Tuesday 11 December 2018

Lost in the Fog

To extrapolate on that obnoxiously-entitled, first-world-problem of a tweet the other day, let me tell you the full Starbucks sob story. (What? you say, Another Starbucks post, so soon?)  (This one doesn't feature caffeine-fuelled insanity.) 

I'll set the mood:  It was a dark, rainy morning in London.

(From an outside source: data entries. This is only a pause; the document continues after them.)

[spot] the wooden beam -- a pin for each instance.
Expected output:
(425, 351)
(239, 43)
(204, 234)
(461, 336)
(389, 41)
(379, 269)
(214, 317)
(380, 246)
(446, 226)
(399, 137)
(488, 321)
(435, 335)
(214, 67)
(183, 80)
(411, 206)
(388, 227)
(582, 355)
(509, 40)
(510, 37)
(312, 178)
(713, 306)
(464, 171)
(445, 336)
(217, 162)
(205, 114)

Our Friday run goes up, up, up to Hampstead Heath and back.  When we started out, it was the nice, pleasant, London mist that passes for rain here, and which I sort of love, and I had literally just mentioned how much I liked it, especially when I was running.  But then a car drove past and splashed me with a wall of dirty water.  And then a full-on cold, soul-sucking splatter of giant raindrops came down, soaking the rest of my running group down to the skin, through three layers (including a water-resistant jacket).  This is usually an eight-mile route, but there were only three of us in our pace group that morning, and nobody was really feeling it, especially when it really started coming down.

So, we had run 6.12 miles, half of it very coldly and wetly.  True, it wasn't that cold out, but we were dripping and cooling down rapidly.  We did a quick stretch, then headed in to our local S'bucks, steaming slightly.

I had dropped off my reusable cup earlier, so pointed to it and asked for a London Fog.

...A London Fog, should you not know, is a lovely and herbaceous tea-based beverage, made with Earl Grey tea, steamed milk, and vanilla syrup.  Oh...did you not know that?
No?  It's probably because you're not a barista.  I, also, am not a barista.  I knew the part about Earl Grey, and that it had milk in it, but that's it.  

I have Starbucks now three times a week, after each run (we are, to bastardize the Hash House Harriers' motto, a coffee group with a running problem).  I do not take these coffees (usually teas, in my case, because, you know, me + caffeine = even more annoying) for granted.  I know that they cost too much, and that it's a complete luxury.  I also know that if I just went home and made myself a cup of tea alone in my kitchen, I'd be missing out on half the point of the running group.  So, I sacrifice.  And I bring my reusable cup (which saves me 25p).

Um...and also for the environment.

But, to be clear, at the exorbitant price I am paying for a tea, or sometimes a tea latte, or sometimes a London Fog, which is possibly also sort of a latte?, I stand firm in my belief that I don't have to know what is in my fancy, far-too-expensive drink.  That falls clearly in the wheelhouse of the Starbucks barista.* 

After a 3-minute discussion that was mostly me saying, "London Fog.  London Fog" at different speeds and volumes, I was presented with a cup of Earl Grey tea with steamed milk in it.**  Because there was a line up behind me (still containing the other two wet runners), I took it.

It was bitter, I was bitter, the ladies and I chatted for a bit, then I shivered my way home, and immediately googled "London Fog ingredients".

I added vanilla extract and maple syrup (ed.  vanilla...syrup), and voila, I was happy.

It's the little things that make a day good.  Like a nice London rain, or a good London Fog.

*I am open to see this from a barista's point of view, of course.  Message me.

**Earl Grey:  without sugar, it just tastes too bergamotty, am I right?